Die Befürchtung, dass etwas bei der Prüfung defekt geht, gab es bei uns auch. Darum wird die Wirkkette auch nur einmal überprüft.

Holger


----------



## Elektrikus (9 Januar 2020)

Also wir haben kleinere Krananlagen bei uns im Betrieb und dort ist es sogar in der Arbeitsanweisung niedergeschrieben, das sich der Kranführer vor Beginn seiner Arbeit den Not-Aus Kreis zu prüfen hat, damit ist gemeint das die Abschaltung bei betätigen des Not-Aus erreicht wird...damit ist nicht gemeint den Not-Aus extra zu betätigen, wenn das Hubwerk volle Last zieht...sicher müssen das die Bremsen und alles andere auch mitmachen, aber das wäre ja eine unnötige Beanspruchung, wenn dies 3 mal am Tag passiert. 

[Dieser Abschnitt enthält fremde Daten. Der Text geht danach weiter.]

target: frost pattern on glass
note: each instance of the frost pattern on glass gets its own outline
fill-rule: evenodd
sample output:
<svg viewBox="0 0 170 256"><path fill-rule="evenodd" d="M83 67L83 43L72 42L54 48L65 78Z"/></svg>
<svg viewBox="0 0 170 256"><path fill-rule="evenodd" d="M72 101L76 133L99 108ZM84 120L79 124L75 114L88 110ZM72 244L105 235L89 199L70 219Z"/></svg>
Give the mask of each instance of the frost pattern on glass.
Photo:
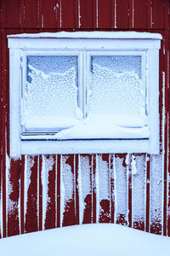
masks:
<svg viewBox="0 0 170 256"><path fill-rule="evenodd" d="M75 117L77 56L28 56L24 115ZM26 121L26 120L25 120Z"/></svg>
<svg viewBox="0 0 170 256"><path fill-rule="evenodd" d="M140 77L141 56L93 56L88 113L144 117L145 89Z"/></svg>

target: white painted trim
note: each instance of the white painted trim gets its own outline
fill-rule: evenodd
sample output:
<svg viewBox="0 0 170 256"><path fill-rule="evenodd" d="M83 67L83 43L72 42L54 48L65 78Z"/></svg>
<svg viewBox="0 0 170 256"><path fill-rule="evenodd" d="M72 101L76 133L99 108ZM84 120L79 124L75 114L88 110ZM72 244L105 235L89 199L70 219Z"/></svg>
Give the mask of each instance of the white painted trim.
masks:
<svg viewBox="0 0 170 256"><path fill-rule="evenodd" d="M147 55L149 151L151 154L159 154L159 51L149 49Z"/></svg>
<svg viewBox="0 0 170 256"><path fill-rule="evenodd" d="M38 38L37 34L31 38L25 38L24 36L19 38L18 35L15 38L8 37L8 47L10 48L10 155L20 157L20 154L39 154L132 152L159 154L159 49L162 37L159 34L139 33L137 35L138 33L135 33L139 38L133 39L132 34L130 38L130 33L124 33L122 36L117 32L114 35L108 33L108 38L105 38L106 34L103 33L99 38L97 36L94 38L94 34L88 33L89 37L86 38L88 37L86 33L83 38L77 39L77 34L72 32L70 34L73 35L71 38L67 37L60 39L57 38L60 37L59 33L55 38L46 38L45 35L43 38ZM134 36L134 34L133 35ZM113 38L113 37L115 38ZM120 39L121 37L122 37L122 39ZM88 84L90 55L95 53L96 55L110 55L112 53L114 55L142 55L142 77L144 79L144 76L146 74L144 83L149 99L149 139L56 141L48 138L48 140L22 140L23 137L20 136L21 83L26 80L26 67L22 68L20 58L24 55L24 64L26 64L26 56L29 54L78 55L79 84L82 84L82 87L80 91L80 107L84 109L86 108L85 100ZM45 136L44 137L46 139ZM24 138L26 139L26 137Z"/></svg>
<svg viewBox="0 0 170 256"><path fill-rule="evenodd" d="M44 49L159 49L157 39L8 38L8 48Z"/></svg>
<svg viewBox="0 0 170 256"><path fill-rule="evenodd" d="M9 113L10 113L10 155L20 156L20 49L9 51Z"/></svg>

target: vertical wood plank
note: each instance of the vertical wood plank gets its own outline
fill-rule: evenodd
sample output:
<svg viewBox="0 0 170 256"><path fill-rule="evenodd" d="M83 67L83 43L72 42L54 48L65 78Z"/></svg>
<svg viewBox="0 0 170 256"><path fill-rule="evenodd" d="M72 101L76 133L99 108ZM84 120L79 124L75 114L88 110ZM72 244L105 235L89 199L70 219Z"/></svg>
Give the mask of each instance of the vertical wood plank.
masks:
<svg viewBox="0 0 170 256"><path fill-rule="evenodd" d="M132 228L132 154L128 154L128 226Z"/></svg>
<svg viewBox="0 0 170 256"><path fill-rule="evenodd" d="M38 0L21 0L21 3L24 8L20 10L20 14L24 16L24 28L37 28L38 26Z"/></svg>
<svg viewBox="0 0 170 256"><path fill-rule="evenodd" d="M116 1L116 28L128 28L128 1Z"/></svg>
<svg viewBox="0 0 170 256"><path fill-rule="evenodd" d="M98 28L111 27L111 0L98 0Z"/></svg>
<svg viewBox="0 0 170 256"><path fill-rule="evenodd" d="M20 160L8 160L8 236L20 234L19 197L20 183Z"/></svg>
<svg viewBox="0 0 170 256"><path fill-rule="evenodd" d="M151 7L151 1L147 0L147 28L150 29L152 27L152 7Z"/></svg>
<svg viewBox="0 0 170 256"><path fill-rule="evenodd" d="M61 1L61 27L73 29L76 27L76 17L78 15L78 8L76 9L75 0Z"/></svg>
<svg viewBox="0 0 170 256"><path fill-rule="evenodd" d="M163 169L163 170L162 170ZM163 155L151 155L150 161L150 233L162 234L163 216Z"/></svg>
<svg viewBox="0 0 170 256"><path fill-rule="evenodd" d="M93 223L96 223L96 154L92 156L92 215L93 215Z"/></svg>
<svg viewBox="0 0 170 256"><path fill-rule="evenodd" d="M42 230L42 155L39 155L39 170L38 170L38 230Z"/></svg>
<svg viewBox="0 0 170 256"><path fill-rule="evenodd" d="M145 170L146 156L142 154L133 154L132 168L132 213L134 229L144 230L145 223Z"/></svg>
<svg viewBox="0 0 170 256"><path fill-rule="evenodd" d="M126 154L115 154L116 177L116 205L115 205L115 223L122 225L128 224L128 193ZM123 198L123 200L122 200Z"/></svg>
<svg viewBox="0 0 170 256"><path fill-rule="evenodd" d="M61 156L57 155L57 227L60 227L60 163Z"/></svg>
<svg viewBox="0 0 170 256"><path fill-rule="evenodd" d="M48 183L45 229L55 228L55 155L47 155L45 164Z"/></svg>
<svg viewBox="0 0 170 256"><path fill-rule="evenodd" d="M24 191L25 191L25 156L21 156L20 161L20 233L25 232L25 205L24 205Z"/></svg>
<svg viewBox="0 0 170 256"><path fill-rule="evenodd" d="M75 204L76 204L76 224L80 224L80 205L79 205L79 194L80 194L80 183L79 183L79 166L80 166L79 154L75 154Z"/></svg>
<svg viewBox="0 0 170 256"><path fill-rule="evenodd" d="M2 29L3 63L2 63L2 169L3 169L3 236L7 236L7 202L6 202L6 96L7 96L7 45L6 29Z"/></svg>
<svg viewBox="0 0 170 256"><path fill-rule="evenodd" d="M164 20L164 0L152 1L152 28L163 29Z"/></svg>
<svg viewBox="0 0 170 256"><path fill-rule="evenodd" d="M110 222L110 156L108 154L98 154L99 172L99 222Z"/></svg>
<svg viewBox="0 0 170 256"><path fill-rule="evenodd" d="M133 0L133 27L135 29L147 28L147 0Z"/></svg>
<svg viewBox="0 0 170 256"><path fill-rule="evenodd" d="M115 155L110 154L110 223L115 223Z"/></svg>
<svg viewBox="0 0 170 256"><path fill-rule="evenodd" d="M65 206L63 212L63 226L76 224L75 214L75 159L74 154L63 155L62 179L65 190Z"/></svg>
<svg viewBox="0 0 170 256"><path fill-rule="evenodd" d="M92 223L92 165L91 154L82 154L80 156L80 224Z"/></svg>
<svg viewBox="0 0 170 256"><path fill-rule="evenodd" d="M146 154L146 213L145 213L145 231L150 232L150 155Z"/></svg>
<svg viewBox="0 0 170 256"><path fill-rule="evenodd" d="M27 183L27 200L26 209L26 232L37 231L37 172L38 157L27 156L25 173ZM26 189L25 189L26 191Z"/></svg>
<svg viewBox="0 0 170 256"><path fill-rule="evenodd" d="M20 0L3 0L3 26L20 27Z"/></svg>
<svg viewBox="0 0 170 256"><path fill-rule="evenodd" d="M0 2L0 27L2 27L2 2ZM0 28L0 38L2 38L2 29ZM2 40L0 40L0 98L3 98L3 44ZM3 119L3 104L0 103L0 119ZM3 195L2 195L2 189L3 189L3 131L2 131L2 122L0 122L0 239L3 236Z"/></svg>
<svg viewBox="0 0 170 256"><path fill-rule="evenodd" d="M80 0L80 28L86 30L94 27L93 14L96 9L94 9L94 1Z"/></svg>
<svg viewBox="0 0 170 256"><path fill-rule="evenodd" d="M166 11L167 10L167 11ZM167 4L165 9L165 20L168 21L169 6ZM165 26L166 26L165 23ZM169 38L168 31L165 31L164 41L164 199L163 199L163 235L167 236L167 168L168 168L168 81L169 81Z"/></svg>
<svg viewBox="0 0 170 256"><path fill-rule="evenodd" d="M63 1L62 1L63 3ZM70 1L67 1L70 3ZM51 0L48 2L42 0L42 20L43 20L43 28L55 28L57 26L57 0ZM69 11L69 7L68 7ZM50 15L49 15L50 14Z"/></svg>

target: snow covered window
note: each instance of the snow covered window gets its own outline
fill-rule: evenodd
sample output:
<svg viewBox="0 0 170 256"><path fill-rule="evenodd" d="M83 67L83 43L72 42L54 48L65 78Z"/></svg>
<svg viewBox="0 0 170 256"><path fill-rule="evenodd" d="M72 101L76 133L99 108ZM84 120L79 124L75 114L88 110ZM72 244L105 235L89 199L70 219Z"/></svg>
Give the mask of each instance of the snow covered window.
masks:
<svg viewBox="0 0 170 256"><path fill-rule="evenodd" d="M10 153L159 153L162 37L8 36Z"/></svg>

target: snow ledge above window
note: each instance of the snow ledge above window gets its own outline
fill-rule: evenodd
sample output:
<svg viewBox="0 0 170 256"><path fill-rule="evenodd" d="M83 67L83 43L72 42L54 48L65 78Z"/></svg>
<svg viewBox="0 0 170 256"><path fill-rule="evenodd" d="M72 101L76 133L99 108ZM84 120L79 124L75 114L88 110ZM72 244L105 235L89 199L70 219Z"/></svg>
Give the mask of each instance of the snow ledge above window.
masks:
<svg viewBox="0 0 170 256"><path fill-rule="evenodd" d="M8 38L105 38L105 39L162 39L158 33L138 32L60 32L8 35Z"/></svg>

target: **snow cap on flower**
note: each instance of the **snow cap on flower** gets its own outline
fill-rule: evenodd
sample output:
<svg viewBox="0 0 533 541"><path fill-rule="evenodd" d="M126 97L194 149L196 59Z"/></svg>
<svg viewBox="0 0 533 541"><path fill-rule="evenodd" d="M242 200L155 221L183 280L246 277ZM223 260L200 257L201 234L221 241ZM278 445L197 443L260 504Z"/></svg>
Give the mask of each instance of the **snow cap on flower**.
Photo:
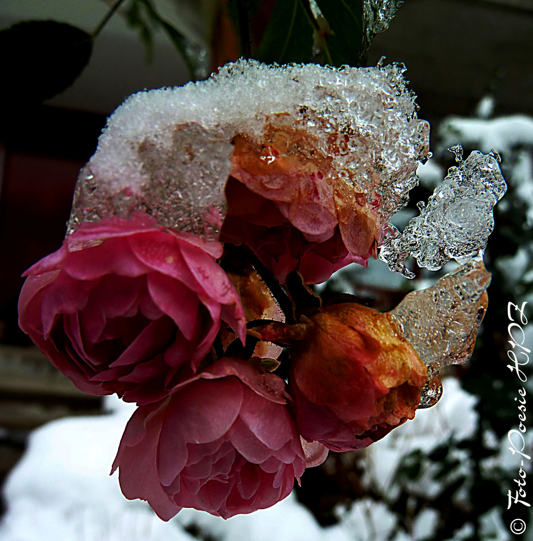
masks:
<svg viewBox="0 0 533 541"><path fill-rule="evenodd" d="M429 126L404 70L241 60L207 81L140 92L110 117L82 171L69 231L143 209L161 225L216 238L232 175L308 242L338 228L347 254L364 260L427 153ZM251 156L266 174L251 180Z"/></svg>
<svg viewBox="0 0 533 541"><path fill-rule="evenodd" d="M244 341L221 245L143 213L84 223L27 271L21 328L82 391L146 403L195 371L228 323Z"/></svg>
<svg viewBox="0 0 533 541"><path fill-rule="evenodd" d="M184 507L228 518L286 498L306 461L285 385L224 357L140 406L113 464L124 495L167 520Z"/></svg>

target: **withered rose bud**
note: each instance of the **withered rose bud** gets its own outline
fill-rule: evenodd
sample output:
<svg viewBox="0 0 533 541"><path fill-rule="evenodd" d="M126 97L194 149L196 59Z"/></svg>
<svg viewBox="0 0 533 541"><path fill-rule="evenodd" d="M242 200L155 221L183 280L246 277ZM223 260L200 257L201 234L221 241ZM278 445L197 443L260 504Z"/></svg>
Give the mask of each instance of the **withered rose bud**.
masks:
<svg viewBox="0 0 533 541"><path fill-rule="evenodd" d="M292 344L291 407L306 440L360 449L414 417L427 370L389 314L330 305L298 325L260 332Z"/></svg>

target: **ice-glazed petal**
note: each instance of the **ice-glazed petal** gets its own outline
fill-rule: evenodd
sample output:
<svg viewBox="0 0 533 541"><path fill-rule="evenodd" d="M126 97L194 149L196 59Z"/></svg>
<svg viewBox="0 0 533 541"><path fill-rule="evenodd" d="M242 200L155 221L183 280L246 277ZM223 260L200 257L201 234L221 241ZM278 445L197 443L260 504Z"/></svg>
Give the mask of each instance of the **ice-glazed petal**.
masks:
<svg viewBox="0 0 533 541"><path fill-rule="evenodd" d="M144 406L146 407L146 406ZM137 419L143 415L134 414ZM181 507L176 505L164 493L157 478L155 454L161 426L163 410L151 419L144 420L146 431L140 438L141 431L137 427L139 420L126 427L123 441L113 464L113 471L119 468L119 480L122 493L128 499L137 498L146 500L160 518L169 520ZM129 432L130 434L127 433ZM133 445L129 444L135 442Z"/></svg>
<svg viewBox="0 0 533 541"><path fill-rule="evenodd" d="M157 470L163 485L169 485L187 463L186 444L221 438L236 419L242 401L242 386L232 378L200 380L173 395L157 448Z"/></svg>
<svg viewBox="0 0 533 541"><path fill-rule="evenodd" d="M307 441L300 437L302 448L305 453L305 467L320 466L327 458L329 450L319 441Z"/></svg>
<svg viewBox="0 0 533 541"><path fill-rule="evenodd" d="M151 321L109 366L114 368L147 360L166 348L175 332L174 322L166 316Z"/></svg>
<svg viewBox="0 0 533 541"><path fill-rule="evenodd" d="M181 243L180 248L186 265L210 298L221 304L229 304L237 300L233 285L213 256L185 243Z"/></svg>
<svg viewBox="0 0 533 541"><path fill-rule="evenodd" d="M106 274L134 278L148 270L134 255L124 239L120 237L103 239L97 246L69 252L62 266L70 276L78 280L94 280Z"/></svg>
<svg viewBox="0 0 533 541"><path fill-rule="evenodd" d="M177 240L170 233L148 233L128 239L135 256L147 267L172 276L189 289L204 293L202 287L185 264Z"/></svg>
<svg viewBox="0 0 533 541"><path fill-rule="evenodd" d="M197 332L198 296L164 274L150 273L147 282L150 296L158 308L172 318L188 340L192 340Z"/></svg>
<svg viewBox="0 0 533 541"><path fill-rule="evenodd" d="M109 275L91 289L87 305L80 314L80 325L85 340L94 344L100 339L108 319L137 312L140 293L144 279L124 279Z"/></svg>

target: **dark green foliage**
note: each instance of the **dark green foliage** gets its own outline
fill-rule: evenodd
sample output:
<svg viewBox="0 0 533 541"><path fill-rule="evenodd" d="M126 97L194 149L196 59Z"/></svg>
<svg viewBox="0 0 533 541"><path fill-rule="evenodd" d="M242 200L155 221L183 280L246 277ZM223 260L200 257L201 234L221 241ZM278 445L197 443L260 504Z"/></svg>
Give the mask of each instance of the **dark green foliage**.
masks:
<svg viewBox="0 0 533 541"><path fill-rule="evenodd" d="M64 23L30 21L0 32L3 108L40 103L68 88L93 52L86 32Z"/></svg>
<svg viewBox="0 0 533 541"><path fill-rule="evenodd" d="M152 35L150 26L141 15L141 6L144 8L146 17L155 26L160 27L169 37L170 41L183 58L190 78L195 81L201 78L202 67L198 55L195 54L194 48L185 36L167 21L162 17L150 0L133 0L128 11L130 24L138 28L141 38L147 45L150 54L152 47ZM131 18L133 16L133 19Z"/></svg>

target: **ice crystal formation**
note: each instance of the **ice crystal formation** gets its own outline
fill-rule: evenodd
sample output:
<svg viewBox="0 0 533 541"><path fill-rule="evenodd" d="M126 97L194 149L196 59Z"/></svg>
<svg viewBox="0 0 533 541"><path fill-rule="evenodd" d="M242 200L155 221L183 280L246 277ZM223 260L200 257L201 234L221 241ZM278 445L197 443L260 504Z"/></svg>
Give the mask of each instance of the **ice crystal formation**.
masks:
<svg viewBox="0 0 533 541"><path fill-rule="evenodd" d="M403 0L364 0L363 14L366 24L365 37L367 43L371 43L377 34L389 28L403 3Z"/></svg>
<svg viewBox="0 0 533 541"><path fill-rule="evenodd" d="M427 366L423 406L440 398L439 371L462 364L472 355L486 310L490 278L481 256L471 259L433 287L409 293L389 313Z"/></svg>
<svg viewBox="0 0 533 541"><path fill-rule="evenodd" d="M437 270L450 259L465 263L484 249L494 227L492 209L507 189L497 153L475 150L463 160L460 146L450 150L457 167L450 168L427 205L418 203L420 215L401 235L390 232L381 247L380 258L409 278L414 275L404 266L410 255L419 266Z"/></svg>
<svg viewBox="0 0 533 541"><path fill-rule="evenodd" d="M327 163L326 182L365 194L363 212L383 227L406 203L428 152L429 126L416 118L404 71L241 60L207 81L135 94L81 171L68 233L140 209L165 227L216 238L233 140L244 134L274 160L273 131L298 142L289 152Z"/></svg>

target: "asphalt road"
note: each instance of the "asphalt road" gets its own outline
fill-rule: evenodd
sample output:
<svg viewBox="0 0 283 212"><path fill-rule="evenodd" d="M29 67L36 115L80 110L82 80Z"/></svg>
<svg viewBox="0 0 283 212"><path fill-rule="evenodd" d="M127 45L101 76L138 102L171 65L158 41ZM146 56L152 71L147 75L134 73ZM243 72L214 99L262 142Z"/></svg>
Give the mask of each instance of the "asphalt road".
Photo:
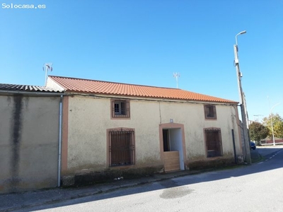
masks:
<svg viewBox="0 0 283 212"><path fill-rule="evenodd" d="M283 211L283 148L262 161L26 208L30 211Z"/></svg>

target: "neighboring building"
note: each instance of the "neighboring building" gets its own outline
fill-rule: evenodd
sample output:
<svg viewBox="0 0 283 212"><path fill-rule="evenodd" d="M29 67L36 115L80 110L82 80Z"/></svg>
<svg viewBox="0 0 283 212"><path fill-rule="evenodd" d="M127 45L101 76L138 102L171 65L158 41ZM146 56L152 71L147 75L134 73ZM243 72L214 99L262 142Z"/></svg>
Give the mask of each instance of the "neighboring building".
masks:
<svg viewBox="0 0 283 212"><path fill-rule="evenodd" d="M184 170L243 155L236 102L54 76L47 86L64 92L63 184L76 184L83 175Z"/></svg>
<svg viewBox="0 0 283 212"><path fill-rule="evenodd" d="M61 95L0 84L0 193L57 186Z"/></svg>

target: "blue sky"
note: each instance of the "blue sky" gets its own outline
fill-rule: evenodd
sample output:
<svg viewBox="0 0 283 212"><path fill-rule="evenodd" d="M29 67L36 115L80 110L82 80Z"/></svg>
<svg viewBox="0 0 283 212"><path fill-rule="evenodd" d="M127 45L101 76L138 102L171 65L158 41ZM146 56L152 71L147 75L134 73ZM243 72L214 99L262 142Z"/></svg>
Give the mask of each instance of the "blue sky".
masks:
<svg viewBox="0 0 283 212"><path fill-rule="evenodd" d="M178 72L181 89L238 101L233 46L246 30L238 44L249 118L278 102L283 116L282 0L0 3L0 83L43 86L52 62L51 75L171 88Z"/></svg>

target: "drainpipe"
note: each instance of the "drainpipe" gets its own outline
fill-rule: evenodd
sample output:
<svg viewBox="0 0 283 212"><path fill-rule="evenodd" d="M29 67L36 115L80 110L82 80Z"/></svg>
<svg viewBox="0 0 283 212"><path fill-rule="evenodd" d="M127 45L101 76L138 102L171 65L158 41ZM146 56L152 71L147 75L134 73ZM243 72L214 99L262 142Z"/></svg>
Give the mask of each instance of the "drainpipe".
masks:
<svg viewBox="0 0 283 212"><path fill-rule="evenodd" d="M59 106L59 152L58 152L58 183L57 186L61 186L61 158L62 158L62 100L63 95L60 96L60 103Z"/></svg>

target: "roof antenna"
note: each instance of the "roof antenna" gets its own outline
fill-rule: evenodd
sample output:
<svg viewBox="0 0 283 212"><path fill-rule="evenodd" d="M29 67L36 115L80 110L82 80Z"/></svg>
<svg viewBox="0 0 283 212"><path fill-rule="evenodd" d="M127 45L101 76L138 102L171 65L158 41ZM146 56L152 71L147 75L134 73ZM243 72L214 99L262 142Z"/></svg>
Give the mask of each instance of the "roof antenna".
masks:
<svg viewBox="0 0 283 212"><path fill-rule="evenodd" d="M47 71L52 71L52 70L53 70L52 65L53 65L52 63L45 63L43 64L42 69L43 69L43 71L45 71L45 86L46 86L46 84L47 83Z"/></svg>
<svg viewBox="0 0 283 212"><path fill-rule="evenodd" d="M178 78L180 77L180 73L173 73L173 77L174 77L176 79L177 82L177 88L178 88Z"/></svg>

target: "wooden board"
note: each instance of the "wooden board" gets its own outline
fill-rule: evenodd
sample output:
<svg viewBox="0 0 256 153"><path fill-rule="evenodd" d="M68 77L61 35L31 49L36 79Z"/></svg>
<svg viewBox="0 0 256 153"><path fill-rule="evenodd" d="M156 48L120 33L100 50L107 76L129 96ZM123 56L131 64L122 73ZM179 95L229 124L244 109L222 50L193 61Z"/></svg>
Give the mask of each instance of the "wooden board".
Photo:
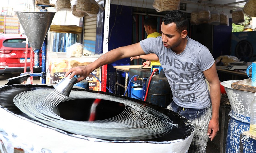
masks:
<svg viewBox="0 0 256 153"><path fill-rule="evenodd" d="M117 66L114 66L113 67L116 69L121 69L123 71L129 71L129 69L131 68L139 68L141 67L142 65L120 65ZM148 66L147 67L144 67L143 68L143 69L151 69L151 67L150 66Z"/></svg>
<svg viewBox="0 0 256 153"><path fill-rule="evenodd" d="M232 83L231 87L233 89L251 92L256 92L256 87L251 85L250 78L245 79Z"/></svg>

Wir selber handhaben das bei uns im Betrieb so, das wir den Not-Aus wären der monatlichen Not-Aus Revision immer augenscheinlich betrachten und wir ihn auch einmal betätigen um zu kontrollieren ob alles gängig ist...gibt welche die werden nie betätigt und da setzt sich am Ende was durch Staub etc...fest...sowas fällt dann auf.  

Ich würde es aber auch so wie du handhaben und auf die Herstellerangaben verweisen. Am Ende ist ja der Anlagenbetreiber für die Sicherheit der Anlage verantwortlich.  Du musst halt nur das liefern was gefordert ist, damit du sauber bist.


----------



## Safety (9 Januar 2020)

Hallo, hier muss man jetzt erstmal zwischen Hersteller und Betreiberrecht unterscheiden.
Wenn die Maschine in Deutschland steht ist hier dann die BetrSichV zu beachten.
Darin ist folgendes festgelegt:
Prüfung ist die Ermittlung des Istzustands, der Vergleich des Istzustands mit dem Sollzustand sowie die Bewertung der Abweichung des Istzustands vom Sollzustand.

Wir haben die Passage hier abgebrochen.